Leichenalkaloide

[359] Leichenalkaloide (Kadaveralkaloide, Leichenbasen, Ptomaïne), organische Basen, die in Leichenteilen und in verschiedenen Fäulnisgemischen als Stoffwechselprodukte von Bakterien vorkommen. Die L. haben große Ähnlichkeit mit Pflanzenalkaloiden und verhalten sich gegen höhere Organismen teils indifferent, teils wie starke Gifte (Leichengifte). Das erste Ptomain wurde 1865 von Marquardt aus faulenden Leichenteilen abgeschieden; 1869 isolierten Zülzer und Sonnenschein aus faulenden Flüssigkeiten das erste kristallisierbare Ptomain.
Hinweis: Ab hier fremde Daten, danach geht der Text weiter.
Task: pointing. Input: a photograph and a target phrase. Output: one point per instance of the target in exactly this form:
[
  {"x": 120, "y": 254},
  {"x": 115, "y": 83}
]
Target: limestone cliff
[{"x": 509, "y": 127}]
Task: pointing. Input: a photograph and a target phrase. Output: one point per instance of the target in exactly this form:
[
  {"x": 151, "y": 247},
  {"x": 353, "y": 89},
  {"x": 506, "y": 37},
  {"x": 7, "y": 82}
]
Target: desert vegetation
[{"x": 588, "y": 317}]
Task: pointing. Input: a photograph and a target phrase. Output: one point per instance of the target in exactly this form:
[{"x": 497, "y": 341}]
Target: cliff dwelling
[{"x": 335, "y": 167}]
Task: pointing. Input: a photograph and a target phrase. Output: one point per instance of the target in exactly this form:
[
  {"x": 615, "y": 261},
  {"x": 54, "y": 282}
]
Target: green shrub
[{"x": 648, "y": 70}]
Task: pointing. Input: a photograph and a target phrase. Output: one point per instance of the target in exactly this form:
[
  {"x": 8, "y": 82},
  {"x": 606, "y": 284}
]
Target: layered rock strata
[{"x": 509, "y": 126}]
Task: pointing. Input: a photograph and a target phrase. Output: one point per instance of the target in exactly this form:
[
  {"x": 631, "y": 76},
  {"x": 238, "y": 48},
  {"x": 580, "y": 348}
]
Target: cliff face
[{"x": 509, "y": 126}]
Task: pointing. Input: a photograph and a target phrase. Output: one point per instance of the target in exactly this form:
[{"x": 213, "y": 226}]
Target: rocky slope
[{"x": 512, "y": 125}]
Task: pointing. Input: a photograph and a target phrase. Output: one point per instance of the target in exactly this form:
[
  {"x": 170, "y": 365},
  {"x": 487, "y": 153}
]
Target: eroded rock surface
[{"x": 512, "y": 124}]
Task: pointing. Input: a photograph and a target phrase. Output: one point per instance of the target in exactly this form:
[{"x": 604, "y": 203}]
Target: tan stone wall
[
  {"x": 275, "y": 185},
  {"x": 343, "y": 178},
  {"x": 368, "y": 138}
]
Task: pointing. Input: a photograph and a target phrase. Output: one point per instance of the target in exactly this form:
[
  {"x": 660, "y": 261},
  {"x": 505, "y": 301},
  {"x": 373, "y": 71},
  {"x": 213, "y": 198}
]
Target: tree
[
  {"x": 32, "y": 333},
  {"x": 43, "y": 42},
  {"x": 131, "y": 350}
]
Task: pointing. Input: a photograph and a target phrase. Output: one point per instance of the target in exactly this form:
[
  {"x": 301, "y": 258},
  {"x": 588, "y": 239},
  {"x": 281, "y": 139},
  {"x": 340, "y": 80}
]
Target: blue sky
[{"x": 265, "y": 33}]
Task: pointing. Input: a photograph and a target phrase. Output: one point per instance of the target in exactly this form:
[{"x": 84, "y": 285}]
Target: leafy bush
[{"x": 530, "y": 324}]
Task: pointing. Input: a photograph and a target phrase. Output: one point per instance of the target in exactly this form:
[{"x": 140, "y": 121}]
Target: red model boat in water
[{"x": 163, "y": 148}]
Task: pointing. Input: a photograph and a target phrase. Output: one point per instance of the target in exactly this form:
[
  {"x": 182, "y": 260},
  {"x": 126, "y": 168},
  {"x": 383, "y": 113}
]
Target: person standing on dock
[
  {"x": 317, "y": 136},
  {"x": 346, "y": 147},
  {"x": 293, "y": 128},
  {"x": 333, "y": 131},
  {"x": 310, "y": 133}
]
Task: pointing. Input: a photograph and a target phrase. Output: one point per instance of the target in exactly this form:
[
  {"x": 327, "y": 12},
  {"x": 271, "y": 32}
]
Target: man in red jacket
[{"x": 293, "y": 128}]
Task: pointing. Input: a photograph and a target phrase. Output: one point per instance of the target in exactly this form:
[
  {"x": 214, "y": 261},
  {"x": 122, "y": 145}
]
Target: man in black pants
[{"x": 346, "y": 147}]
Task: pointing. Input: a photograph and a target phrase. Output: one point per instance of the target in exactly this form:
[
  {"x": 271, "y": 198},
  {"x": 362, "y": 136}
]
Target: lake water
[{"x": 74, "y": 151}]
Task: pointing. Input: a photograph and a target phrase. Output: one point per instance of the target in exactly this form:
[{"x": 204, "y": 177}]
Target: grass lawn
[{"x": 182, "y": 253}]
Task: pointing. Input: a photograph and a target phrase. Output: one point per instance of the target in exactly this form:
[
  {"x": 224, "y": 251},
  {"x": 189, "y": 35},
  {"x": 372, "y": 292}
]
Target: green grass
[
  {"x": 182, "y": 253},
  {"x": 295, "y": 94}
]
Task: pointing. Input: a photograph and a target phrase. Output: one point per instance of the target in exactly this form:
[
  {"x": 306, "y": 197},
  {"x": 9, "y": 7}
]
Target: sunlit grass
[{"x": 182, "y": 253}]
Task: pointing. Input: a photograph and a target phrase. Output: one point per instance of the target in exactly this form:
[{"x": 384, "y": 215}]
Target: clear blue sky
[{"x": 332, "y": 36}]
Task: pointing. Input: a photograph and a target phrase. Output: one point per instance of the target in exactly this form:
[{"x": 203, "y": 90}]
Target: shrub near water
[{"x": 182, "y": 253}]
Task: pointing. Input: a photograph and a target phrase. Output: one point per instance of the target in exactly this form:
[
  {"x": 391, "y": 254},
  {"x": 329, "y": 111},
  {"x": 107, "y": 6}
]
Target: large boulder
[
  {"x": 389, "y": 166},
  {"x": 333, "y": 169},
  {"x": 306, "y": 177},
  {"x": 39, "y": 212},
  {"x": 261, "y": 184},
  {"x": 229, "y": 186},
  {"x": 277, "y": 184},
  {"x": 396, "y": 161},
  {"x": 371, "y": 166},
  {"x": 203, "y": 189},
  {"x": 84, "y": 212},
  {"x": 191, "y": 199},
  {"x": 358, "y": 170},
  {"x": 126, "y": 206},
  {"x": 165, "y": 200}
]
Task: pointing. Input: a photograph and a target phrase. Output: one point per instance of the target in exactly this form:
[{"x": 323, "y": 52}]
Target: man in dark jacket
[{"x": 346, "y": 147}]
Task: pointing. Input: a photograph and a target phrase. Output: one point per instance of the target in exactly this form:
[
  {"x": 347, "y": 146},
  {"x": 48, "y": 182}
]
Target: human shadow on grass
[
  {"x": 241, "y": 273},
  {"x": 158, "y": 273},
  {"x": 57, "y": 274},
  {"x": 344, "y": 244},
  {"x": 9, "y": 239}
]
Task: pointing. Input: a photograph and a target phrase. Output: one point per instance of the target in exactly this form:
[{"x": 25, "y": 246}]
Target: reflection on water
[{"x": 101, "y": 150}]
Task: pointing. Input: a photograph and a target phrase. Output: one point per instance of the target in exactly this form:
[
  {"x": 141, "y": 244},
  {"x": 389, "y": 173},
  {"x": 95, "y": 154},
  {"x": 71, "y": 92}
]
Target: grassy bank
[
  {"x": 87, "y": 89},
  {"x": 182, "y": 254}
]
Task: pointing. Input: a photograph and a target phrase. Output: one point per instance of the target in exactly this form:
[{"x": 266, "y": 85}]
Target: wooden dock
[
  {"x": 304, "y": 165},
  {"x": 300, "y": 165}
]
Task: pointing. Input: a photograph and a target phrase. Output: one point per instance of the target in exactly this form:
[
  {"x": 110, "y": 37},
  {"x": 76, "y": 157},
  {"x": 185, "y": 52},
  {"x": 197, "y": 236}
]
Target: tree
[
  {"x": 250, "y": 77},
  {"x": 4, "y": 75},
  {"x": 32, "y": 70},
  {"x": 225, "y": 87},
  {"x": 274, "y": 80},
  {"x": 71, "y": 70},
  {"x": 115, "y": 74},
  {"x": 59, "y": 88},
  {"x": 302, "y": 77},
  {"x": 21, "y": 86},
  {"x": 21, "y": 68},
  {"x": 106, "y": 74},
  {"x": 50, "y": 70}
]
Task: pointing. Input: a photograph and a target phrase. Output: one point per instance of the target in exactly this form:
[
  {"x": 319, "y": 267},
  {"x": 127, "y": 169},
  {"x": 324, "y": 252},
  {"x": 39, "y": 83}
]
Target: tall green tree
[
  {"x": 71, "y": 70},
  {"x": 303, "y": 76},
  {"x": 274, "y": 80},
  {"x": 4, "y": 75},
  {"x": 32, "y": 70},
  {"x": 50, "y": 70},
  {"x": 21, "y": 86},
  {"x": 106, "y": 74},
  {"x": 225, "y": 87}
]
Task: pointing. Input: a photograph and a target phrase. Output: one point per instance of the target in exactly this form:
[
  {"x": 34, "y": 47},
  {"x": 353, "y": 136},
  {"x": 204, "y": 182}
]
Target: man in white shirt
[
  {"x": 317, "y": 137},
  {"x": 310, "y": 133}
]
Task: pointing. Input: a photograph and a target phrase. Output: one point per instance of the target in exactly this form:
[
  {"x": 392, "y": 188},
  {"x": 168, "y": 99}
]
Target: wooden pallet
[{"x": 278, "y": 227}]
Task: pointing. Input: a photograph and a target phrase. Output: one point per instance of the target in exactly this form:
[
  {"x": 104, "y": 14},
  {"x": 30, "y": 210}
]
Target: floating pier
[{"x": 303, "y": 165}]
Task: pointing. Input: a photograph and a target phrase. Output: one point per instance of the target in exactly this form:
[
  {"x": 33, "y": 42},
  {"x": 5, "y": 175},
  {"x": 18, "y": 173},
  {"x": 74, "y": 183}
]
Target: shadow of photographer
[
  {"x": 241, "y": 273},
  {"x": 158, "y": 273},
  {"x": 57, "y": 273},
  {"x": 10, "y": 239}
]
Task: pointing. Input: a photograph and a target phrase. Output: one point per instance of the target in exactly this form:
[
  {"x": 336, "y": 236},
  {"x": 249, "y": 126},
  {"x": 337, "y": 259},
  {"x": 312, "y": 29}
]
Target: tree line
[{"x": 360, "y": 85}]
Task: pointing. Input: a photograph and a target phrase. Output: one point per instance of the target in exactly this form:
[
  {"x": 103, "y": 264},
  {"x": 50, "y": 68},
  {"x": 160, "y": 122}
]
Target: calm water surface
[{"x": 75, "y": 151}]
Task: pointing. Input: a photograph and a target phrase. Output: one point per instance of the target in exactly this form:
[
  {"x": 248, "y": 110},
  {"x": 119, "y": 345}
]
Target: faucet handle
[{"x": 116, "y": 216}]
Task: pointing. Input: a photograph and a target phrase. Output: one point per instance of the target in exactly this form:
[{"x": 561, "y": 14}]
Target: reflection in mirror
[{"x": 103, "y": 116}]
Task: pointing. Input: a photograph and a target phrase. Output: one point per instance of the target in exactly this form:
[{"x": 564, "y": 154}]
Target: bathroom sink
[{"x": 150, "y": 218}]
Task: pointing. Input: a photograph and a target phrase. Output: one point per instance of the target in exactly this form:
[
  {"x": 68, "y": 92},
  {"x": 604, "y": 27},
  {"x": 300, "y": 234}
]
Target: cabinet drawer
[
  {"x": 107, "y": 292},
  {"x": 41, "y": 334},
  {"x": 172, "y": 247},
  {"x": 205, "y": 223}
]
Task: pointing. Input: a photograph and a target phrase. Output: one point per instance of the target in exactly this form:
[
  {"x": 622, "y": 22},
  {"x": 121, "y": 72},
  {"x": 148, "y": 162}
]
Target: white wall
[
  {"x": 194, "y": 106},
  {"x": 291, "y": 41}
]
Schon 1866 hatten Bence Jones und Dupré in allen Organen, Geweben und Flüssigkeiten des menschlichen und tierischen Körpers eine alkaloidartige Substanz (»animalisches Chinoidin«) gefunden, und in der Folge wurden mehrfach Ptomaine in frischen Leichenteilen nachgewiesen, häufig aber ergaben Untersuchungen frischer Leichenteile durchaus keine basischen Substanzen. Die Befunde waren speziell für die gerichtliche Chemie von großer Bedeutung, insofern sie zu äußerster Vorsicht mahnten, um nicht vermeintliche Pflanzengifte zu finden, wo tatsächlich L. vorlagen. Zu den Ptomainen rechnet Brieger das Cholin, Neurin, Muskarin, die Methyl-, Äthyl-, Propyl- und Butylamine, Neuridin, dann Putrescin (Tetramethylendiamin), Kadaverin (Pentamethylendiamin), Tetanotoxin, Tetanin, Mytilotoxin, Mydatoxin, Gadinin, Typhotoxin. Vgl. Öffinger,[359] Die Ptomaine (Wiesb. 1885); Brieger, Über Ptomaine (Berl. 1885–86, 3 Tle.); Guareschi, Einführung in das Studium der Alkaloide (deutsch von Kunz-Krause, das. 1896–97).

Quelle:
Meyers Großes Konversations-Lexikon, Band 12. Leipzig 1908, S. 359-360.